Here's a couple of threads to get you started:
http://www.tivocommunity.com/tivo-vb/showthread.php?t=349355
http://www.tivocommunity.com/tivo-vb/showthread.php?t=343768


----------



## RichardJH (Oct 7, 2002)

> I don't have a V+ Box so can't answer your question directly


And neither does tonysan by the sounds of it



> Samsung Virgin Media V Box (Model: SMT 21110c)


----------



## cwaring (Feb 12, 2002)

Oh bother  I need to read learn to read proper 

Well in that case, Tivo can certainly control the V Box as I and a few others on here have one.
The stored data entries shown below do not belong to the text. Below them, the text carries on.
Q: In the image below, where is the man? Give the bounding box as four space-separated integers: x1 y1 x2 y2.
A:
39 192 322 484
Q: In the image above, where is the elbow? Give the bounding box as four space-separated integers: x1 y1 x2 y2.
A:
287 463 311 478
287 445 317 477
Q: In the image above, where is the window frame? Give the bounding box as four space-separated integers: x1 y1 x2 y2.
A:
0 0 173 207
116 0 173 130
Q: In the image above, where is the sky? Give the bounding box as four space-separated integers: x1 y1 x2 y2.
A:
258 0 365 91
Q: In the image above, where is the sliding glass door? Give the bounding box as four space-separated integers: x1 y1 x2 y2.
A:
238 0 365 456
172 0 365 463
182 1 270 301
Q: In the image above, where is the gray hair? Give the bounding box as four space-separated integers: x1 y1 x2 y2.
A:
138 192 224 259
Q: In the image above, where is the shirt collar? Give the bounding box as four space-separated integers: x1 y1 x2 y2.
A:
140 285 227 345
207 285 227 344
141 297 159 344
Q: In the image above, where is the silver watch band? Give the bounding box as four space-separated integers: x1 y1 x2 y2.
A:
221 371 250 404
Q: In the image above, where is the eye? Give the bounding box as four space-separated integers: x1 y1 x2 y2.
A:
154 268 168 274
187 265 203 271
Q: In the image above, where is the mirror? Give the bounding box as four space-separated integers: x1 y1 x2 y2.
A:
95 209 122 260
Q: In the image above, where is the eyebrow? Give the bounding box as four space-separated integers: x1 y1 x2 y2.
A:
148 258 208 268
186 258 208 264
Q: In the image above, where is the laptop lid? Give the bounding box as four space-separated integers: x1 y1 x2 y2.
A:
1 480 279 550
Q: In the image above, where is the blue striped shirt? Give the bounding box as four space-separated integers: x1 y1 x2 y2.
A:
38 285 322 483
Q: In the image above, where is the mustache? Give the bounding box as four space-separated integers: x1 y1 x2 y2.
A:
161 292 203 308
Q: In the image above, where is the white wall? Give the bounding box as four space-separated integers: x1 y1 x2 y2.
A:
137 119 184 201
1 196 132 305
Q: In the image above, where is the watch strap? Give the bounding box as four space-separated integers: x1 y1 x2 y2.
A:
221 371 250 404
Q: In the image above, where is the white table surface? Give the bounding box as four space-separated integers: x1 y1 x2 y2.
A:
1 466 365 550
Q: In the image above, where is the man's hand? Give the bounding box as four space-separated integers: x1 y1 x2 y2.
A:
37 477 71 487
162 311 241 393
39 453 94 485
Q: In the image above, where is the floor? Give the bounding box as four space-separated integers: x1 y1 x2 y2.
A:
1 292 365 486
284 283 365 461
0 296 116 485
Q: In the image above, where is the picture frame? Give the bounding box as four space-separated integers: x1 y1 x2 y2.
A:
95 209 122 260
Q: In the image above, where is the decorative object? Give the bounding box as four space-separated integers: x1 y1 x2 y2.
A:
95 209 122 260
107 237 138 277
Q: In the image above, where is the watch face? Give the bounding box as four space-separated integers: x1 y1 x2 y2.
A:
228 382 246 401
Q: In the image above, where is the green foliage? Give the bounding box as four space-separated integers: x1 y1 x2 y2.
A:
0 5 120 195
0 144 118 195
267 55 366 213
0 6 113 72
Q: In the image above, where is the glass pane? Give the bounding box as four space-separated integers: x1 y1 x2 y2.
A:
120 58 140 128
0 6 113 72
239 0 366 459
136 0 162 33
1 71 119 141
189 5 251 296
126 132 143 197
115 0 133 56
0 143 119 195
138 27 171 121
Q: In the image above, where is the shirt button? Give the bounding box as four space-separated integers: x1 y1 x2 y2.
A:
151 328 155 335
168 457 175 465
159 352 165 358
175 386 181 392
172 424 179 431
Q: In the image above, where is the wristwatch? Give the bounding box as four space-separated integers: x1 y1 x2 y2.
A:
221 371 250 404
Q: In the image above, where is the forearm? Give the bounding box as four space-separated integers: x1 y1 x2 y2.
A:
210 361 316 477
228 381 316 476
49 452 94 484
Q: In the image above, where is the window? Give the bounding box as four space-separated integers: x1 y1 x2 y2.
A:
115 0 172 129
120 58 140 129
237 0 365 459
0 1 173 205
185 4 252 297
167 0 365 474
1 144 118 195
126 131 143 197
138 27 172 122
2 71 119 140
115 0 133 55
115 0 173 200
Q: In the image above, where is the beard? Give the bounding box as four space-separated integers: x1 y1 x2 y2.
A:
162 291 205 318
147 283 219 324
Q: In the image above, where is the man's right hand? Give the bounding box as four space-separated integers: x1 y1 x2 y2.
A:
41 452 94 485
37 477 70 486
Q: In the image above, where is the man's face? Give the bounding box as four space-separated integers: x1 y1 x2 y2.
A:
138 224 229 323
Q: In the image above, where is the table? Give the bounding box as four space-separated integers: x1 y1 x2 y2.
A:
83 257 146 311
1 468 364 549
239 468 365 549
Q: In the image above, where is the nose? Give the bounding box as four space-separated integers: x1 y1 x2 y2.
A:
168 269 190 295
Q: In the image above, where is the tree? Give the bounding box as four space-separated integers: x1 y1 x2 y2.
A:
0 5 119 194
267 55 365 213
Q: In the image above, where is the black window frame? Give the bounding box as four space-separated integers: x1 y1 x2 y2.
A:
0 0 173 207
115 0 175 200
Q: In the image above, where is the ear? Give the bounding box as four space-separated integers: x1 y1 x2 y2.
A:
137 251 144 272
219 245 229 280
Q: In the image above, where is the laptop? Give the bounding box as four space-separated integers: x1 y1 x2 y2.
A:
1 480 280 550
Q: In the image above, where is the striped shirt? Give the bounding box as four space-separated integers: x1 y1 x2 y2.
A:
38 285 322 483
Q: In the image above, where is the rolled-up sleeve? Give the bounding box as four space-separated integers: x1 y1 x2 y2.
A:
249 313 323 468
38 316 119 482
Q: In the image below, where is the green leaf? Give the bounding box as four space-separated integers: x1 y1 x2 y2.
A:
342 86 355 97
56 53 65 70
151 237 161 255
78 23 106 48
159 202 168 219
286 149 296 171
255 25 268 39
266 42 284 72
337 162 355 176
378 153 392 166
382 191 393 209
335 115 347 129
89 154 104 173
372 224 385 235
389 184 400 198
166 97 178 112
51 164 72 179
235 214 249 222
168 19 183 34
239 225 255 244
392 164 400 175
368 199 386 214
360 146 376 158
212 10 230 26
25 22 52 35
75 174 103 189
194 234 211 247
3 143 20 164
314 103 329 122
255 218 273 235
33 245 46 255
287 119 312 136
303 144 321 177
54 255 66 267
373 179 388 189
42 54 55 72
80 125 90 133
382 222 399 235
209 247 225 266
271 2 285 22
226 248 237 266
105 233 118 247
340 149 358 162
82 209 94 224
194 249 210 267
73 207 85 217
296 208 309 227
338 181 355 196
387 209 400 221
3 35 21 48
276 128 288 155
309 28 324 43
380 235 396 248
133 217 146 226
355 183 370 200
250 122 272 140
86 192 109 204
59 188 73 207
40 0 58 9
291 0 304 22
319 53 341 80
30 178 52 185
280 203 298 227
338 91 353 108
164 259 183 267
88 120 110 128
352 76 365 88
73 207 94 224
Original post edited to correct info


----------



## tonysan (Jul 14, 2007)

Hiya Carl and everyone else! 

Thanks for the threads and help, but still not having much joy. When I contacted TiVO customer support in the first instance that the channel changing wasn't working, we went through a lot of different settings under the "set top box control" within the TiVO menu, so now I have no idea what settings to try...

Within the TiVO menus "Recorder & Phone set up | Set top box control, My current settings are as follows...

Set-Top Box Brand: *Samsung*
Box Channels: *No leading Zeros*
Set Top Box enter key: (enter key to complete channel): *No*
Front IR Blaster: *No, do not use the front IR Blaster*

and for the IR Test code if anyone knows one that works, I would be grateful

Sorry for so many questions

~ Tony (TiVO rookie!)


----------



## RichardJH (Oct 7, 2002)

carl seems to have his working OK so I reckon go for the same settings.

http://www.tivocommunity.com/tivo-vb/showthread.php?t=343768 post no 20


----------



## cwaring (Feb 12, 2002)

Ineed. As mentioned in one of the threads I linked to 
http://www.tivocommunity.com/tivo-vb/showthread.php?p=4961645&&#post4961645

Set-Top Box Brand: *Samsung*
Box Channels: *No leading Zeros*
Set Top Box enter key: (enter key to complete channel): *No*
Front IR Blaster: *No, do not use the front IR Blaster*
Code Used: *20045*

Also, and this is _very_ important, turn the mini-guide (on the Samsung) *OFF*.


----------